Нулевые были для меня уютными, забавными и бескомпромиссно этичными, ибо сказано ушедшим в вечную тень поэтом Вознесенским: «Человек – это не то, что сделало из него время, а что сделал из себя он сам».
Нулевые, если говорить об архетипах, это крах Брюса Уиллиса и триумф спасающего людей мизантропа доктора Хауса.
Если учесть все качества, что наши люди ищут во времени, в которое им выпало жить, шансы устроить счастливую жизнь изначально невелики.
Потому что все жалуются на зеркало, а я смеюсь. Над собой в зеркале.
Все косятся друг на друга, а я смотрю в глаза, потому что в нулевые я положил за правило раз в год перечитывать «Евгения Онегина», пить только с приятными людьми, полюбил частые дожди и перестал смеяться над пророками, потому что людям нужна вера.
Да хоть в Боно и группу U2, что заехали к нам в исходе нулевых.
В нулевые мои старшие, устав от своей и чужой болтовни, взялись за Бродского, и это моя маленькая, но важная победа.
В нулевые я понял четыре абзаца из Борхеса, который, когда его читаешь, разливается горячей волной, учащая дыхание.
В нулевые я еще раз убедился, похоронив троих друзей, что уходить в мир якобы безобидной психоделики – значит приговорить себя к могильным червям.
Кто в нулевые выбирал между равнодушием и превосходством, закончил поражением.
Я же отдался любопытству и, как мне кажется, победил. Потому что не грубил нулевым, но учился у них.

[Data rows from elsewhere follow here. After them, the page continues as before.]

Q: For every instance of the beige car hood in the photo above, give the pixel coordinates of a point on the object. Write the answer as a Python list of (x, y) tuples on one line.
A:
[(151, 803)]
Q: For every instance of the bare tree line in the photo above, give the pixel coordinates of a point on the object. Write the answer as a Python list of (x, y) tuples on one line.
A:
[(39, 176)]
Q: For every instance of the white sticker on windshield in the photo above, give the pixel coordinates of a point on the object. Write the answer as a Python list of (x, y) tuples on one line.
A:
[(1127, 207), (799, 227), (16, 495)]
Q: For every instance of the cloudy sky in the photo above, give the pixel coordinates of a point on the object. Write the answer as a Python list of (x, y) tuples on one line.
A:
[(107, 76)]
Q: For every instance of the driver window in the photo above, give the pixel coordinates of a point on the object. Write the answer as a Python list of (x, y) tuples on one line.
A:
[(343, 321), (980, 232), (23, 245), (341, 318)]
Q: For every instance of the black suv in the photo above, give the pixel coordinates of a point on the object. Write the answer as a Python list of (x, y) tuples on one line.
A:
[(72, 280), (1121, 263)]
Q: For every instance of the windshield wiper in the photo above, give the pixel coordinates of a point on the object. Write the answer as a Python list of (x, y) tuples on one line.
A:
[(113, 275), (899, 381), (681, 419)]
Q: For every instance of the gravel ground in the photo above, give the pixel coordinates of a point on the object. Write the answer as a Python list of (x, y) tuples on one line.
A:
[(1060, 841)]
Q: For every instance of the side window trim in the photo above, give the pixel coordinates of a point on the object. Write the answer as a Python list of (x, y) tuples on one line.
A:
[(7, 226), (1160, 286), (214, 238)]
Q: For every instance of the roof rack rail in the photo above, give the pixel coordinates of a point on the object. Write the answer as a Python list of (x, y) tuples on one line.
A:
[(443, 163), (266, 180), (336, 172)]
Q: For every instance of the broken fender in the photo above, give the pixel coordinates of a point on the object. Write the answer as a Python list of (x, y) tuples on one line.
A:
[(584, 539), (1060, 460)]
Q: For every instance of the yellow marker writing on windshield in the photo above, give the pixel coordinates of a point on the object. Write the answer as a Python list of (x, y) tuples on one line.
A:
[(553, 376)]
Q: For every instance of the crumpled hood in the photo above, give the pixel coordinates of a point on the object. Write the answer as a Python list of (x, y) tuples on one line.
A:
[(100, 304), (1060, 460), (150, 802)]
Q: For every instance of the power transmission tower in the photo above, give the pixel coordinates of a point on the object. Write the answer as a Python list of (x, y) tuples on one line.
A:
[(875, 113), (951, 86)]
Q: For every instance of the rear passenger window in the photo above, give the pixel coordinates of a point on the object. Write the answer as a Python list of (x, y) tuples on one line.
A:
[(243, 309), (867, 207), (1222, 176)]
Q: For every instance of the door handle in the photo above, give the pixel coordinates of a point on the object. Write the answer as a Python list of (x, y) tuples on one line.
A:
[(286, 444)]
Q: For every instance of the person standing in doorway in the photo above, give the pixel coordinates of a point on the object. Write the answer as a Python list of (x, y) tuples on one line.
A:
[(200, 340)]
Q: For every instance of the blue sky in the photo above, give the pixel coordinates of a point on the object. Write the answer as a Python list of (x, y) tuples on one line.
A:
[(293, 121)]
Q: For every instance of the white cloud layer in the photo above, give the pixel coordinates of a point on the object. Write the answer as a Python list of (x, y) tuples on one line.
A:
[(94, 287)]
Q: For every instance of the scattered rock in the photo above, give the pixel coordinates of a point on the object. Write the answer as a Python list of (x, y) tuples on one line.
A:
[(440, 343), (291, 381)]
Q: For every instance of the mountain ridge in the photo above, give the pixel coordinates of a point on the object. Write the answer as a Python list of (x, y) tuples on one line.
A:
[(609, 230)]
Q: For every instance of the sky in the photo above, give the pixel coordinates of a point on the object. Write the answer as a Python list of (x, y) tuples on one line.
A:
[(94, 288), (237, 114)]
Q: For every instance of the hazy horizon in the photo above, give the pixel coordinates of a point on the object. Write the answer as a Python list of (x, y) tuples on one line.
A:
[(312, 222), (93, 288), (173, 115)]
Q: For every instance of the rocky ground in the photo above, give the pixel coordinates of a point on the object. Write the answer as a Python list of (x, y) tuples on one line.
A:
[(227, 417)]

Исходил из: «сбудется, простится, улыбнется». А это, как ни крути, вневременная установка.
Владимир Шахрин, группа «Чайф», вечный романтик, заявил, что нулевые обманули его ожидания. Они были завышенными: он провел в разговоре со мной аналогию с XX веком; тогда все обратились в зрение и в слух, а теперь эпоха ограниченных интернет-юзеров, с их монстрообразными излияниями и ничем не подкрепленными амбициями.
На что я ему ответил, что я свой гобелен плету из приятных эмоций.
Поэтому мне попадаются хорошие люди, книги, диски.
Приятные, эмоциональные нулевые, спасибо.